Correlation Between Tourmaline Oil and Equinor ASA
Can any of the company-specific risk be diversified away by investing in both Tourmaline Oil and Equinor ASA at the same time? Although using a correlation coefficient on its own may not help to predict future stock returns, this module helps to understand the diversifiable risk of combining Tourmaline Oil and Equinor ASA into the same portfolio, which is an essential part of the fundamental portfolio management process.
By analyzing existing cross correlation between Tourmaline Oil Corp and Equinor ASA ADR, you can compare the effects of market volatilities on Tourmaline Oil and Equinor ASA and check how they will diversify away market risk if combined in the same portfolio for a given time horizon.

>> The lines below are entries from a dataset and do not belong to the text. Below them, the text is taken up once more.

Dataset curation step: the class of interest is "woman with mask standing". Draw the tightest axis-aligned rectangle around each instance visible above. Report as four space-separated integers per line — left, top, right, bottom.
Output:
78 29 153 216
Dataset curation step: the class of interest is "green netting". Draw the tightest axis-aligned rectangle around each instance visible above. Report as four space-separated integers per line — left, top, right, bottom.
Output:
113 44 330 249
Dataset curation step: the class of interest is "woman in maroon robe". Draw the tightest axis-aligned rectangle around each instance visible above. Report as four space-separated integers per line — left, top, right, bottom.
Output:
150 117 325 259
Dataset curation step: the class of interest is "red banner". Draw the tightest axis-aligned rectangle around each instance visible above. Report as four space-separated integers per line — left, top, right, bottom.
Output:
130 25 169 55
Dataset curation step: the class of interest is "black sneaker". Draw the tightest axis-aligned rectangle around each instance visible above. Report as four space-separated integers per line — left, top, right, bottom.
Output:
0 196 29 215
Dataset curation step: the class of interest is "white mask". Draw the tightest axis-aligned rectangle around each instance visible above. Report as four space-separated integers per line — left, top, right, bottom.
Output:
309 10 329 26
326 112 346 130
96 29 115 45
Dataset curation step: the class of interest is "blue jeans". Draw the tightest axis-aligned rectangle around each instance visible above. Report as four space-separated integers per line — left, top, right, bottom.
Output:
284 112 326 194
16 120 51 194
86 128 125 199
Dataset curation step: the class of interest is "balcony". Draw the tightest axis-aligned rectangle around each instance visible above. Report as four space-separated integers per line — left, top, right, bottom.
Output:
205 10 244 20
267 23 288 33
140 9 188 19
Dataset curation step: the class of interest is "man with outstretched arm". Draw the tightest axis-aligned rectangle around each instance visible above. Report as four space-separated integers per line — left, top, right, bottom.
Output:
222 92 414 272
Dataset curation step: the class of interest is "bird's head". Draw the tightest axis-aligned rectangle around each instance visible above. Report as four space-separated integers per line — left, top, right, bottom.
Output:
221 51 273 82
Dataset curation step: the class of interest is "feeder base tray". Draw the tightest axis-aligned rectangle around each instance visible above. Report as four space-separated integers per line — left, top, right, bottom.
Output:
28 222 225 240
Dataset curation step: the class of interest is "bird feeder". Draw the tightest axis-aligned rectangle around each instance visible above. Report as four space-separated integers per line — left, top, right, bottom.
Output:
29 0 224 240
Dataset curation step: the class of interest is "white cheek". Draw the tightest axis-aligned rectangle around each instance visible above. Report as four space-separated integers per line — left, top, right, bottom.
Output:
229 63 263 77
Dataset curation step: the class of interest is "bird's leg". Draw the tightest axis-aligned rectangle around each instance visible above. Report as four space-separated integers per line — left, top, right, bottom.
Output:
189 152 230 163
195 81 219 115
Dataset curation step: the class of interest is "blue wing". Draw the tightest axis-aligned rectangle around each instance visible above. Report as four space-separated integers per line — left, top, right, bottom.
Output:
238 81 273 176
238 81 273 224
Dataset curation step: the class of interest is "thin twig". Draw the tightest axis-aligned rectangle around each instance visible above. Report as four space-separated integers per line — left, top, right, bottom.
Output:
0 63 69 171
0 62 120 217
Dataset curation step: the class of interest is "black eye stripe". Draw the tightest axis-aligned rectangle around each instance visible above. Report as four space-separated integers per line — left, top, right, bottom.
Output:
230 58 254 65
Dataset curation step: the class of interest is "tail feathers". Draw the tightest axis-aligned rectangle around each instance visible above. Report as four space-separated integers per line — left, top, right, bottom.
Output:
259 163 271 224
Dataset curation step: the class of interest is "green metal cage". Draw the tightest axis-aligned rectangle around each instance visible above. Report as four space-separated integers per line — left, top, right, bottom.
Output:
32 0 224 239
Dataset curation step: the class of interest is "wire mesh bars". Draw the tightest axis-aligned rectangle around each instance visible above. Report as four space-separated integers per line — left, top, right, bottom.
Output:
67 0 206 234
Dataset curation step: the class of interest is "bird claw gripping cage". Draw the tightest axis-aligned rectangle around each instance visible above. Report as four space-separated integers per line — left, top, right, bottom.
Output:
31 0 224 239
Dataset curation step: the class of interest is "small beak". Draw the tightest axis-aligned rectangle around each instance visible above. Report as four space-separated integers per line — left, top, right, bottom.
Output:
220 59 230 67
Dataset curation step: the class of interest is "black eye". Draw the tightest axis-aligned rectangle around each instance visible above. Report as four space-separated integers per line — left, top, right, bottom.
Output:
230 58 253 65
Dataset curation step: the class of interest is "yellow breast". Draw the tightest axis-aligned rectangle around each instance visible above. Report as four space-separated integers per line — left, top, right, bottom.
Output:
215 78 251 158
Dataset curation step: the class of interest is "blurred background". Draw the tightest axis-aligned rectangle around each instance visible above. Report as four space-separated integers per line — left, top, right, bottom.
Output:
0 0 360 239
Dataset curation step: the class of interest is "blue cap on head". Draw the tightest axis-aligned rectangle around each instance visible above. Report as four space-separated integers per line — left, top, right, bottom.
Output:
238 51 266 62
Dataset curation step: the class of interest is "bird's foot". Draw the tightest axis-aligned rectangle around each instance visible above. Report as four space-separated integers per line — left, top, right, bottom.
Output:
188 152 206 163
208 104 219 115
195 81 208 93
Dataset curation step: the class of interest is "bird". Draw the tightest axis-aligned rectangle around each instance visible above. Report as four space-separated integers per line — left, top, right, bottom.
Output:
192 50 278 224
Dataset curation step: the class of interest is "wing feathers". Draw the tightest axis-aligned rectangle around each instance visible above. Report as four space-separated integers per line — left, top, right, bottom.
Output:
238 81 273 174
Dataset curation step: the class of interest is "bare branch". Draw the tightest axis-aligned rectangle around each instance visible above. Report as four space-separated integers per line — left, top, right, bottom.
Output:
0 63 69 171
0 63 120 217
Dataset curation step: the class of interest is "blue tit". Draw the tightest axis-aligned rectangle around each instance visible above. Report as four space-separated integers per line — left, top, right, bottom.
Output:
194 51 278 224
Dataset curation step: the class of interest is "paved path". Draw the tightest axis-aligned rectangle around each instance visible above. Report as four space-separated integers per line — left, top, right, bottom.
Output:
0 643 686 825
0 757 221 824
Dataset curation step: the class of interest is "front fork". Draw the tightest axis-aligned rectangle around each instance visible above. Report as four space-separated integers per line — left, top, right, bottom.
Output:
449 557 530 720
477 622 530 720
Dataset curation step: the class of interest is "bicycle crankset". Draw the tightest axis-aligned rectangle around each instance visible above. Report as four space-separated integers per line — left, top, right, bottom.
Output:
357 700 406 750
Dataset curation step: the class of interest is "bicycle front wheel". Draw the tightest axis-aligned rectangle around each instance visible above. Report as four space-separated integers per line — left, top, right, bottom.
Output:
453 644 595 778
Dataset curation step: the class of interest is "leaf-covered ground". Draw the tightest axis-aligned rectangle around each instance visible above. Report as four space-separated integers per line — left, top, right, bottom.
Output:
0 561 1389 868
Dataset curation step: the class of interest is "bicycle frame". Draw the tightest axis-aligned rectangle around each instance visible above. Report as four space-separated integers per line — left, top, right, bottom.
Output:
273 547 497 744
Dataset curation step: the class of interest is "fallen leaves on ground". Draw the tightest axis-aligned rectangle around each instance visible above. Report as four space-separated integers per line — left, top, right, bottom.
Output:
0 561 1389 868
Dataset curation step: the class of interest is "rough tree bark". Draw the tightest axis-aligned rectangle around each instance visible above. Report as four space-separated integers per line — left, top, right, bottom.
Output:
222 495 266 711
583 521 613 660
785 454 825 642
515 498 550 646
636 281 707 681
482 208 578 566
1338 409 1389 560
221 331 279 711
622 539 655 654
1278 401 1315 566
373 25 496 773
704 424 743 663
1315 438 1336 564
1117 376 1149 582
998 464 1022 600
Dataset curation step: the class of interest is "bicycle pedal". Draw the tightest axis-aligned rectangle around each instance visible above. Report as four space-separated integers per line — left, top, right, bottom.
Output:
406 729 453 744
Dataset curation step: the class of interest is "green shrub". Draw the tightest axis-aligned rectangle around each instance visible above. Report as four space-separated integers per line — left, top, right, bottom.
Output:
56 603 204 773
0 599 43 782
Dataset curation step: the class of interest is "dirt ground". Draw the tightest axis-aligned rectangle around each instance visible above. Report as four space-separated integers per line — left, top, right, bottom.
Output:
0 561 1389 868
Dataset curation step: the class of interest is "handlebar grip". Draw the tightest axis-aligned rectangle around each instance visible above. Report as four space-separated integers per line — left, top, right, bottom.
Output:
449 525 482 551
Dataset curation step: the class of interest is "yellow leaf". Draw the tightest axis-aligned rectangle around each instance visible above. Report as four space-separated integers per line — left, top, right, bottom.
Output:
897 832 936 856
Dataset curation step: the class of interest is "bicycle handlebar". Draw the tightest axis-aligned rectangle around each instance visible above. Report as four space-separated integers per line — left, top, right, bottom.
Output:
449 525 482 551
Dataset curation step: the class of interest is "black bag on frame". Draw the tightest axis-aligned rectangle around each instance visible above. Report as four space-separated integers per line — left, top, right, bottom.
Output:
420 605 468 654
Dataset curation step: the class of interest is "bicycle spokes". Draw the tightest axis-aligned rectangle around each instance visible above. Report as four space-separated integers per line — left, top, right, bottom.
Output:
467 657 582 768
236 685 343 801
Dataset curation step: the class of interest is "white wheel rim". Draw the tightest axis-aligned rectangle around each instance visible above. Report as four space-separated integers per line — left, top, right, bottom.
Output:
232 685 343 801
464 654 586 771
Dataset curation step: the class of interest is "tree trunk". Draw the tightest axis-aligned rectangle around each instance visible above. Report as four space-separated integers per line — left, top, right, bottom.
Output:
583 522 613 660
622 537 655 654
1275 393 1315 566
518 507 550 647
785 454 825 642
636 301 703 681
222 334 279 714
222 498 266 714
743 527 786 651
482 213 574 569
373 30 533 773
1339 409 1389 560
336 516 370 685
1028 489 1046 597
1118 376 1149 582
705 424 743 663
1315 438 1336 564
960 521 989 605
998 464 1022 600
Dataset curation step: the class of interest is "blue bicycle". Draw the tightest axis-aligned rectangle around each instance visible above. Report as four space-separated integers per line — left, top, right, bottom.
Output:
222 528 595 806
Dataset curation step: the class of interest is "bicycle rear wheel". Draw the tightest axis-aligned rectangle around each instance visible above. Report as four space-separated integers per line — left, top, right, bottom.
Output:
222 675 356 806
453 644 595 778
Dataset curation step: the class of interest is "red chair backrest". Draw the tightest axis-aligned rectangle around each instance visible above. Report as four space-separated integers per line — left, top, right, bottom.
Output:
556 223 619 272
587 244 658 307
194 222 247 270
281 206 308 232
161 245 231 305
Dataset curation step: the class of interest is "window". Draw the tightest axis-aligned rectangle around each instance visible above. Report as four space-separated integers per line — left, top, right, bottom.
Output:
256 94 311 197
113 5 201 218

You can also utilize pair trading strategies of matching a long position in Tourmaline Oil with a short position of Equinor ASA. Check out your portfolio center. Please also check ongoing floating volatility patterns of Tourmaline Oil and Equinor ASA.
Diversification Opportunities for Tourmaline Oil and Equinor ASA
0.22 | Correlation Coefficient |
Modest diversification
The 3 months correlation between Tourmaline and Equinor is 0.22. Overlapping area represents the amount of risk that can be diversified away by holding Tourmaline Oil Corp and Equinor ASA ADR in the same portfolio, assuming nothing else is changed. The correlation between historical prices or returns on Equinor ASA ADR and Tourmaline Oil is a relative statistical measure of the degree to which these equity instruments tend to move together. The correlation coefficient measures the extent to which returns on Tourmaline Oil Corp are associated (or correlated) with Equinor ASA. Values of the correlation coefficient range from -1 to +1, where. The correlation of zero (0) is possible when the price movement of Equinor ASA ADR has no effect on the direction of Tourmaline Oil i.e., Tourmaline Oil and Equinor ASA go up and down completely randomly.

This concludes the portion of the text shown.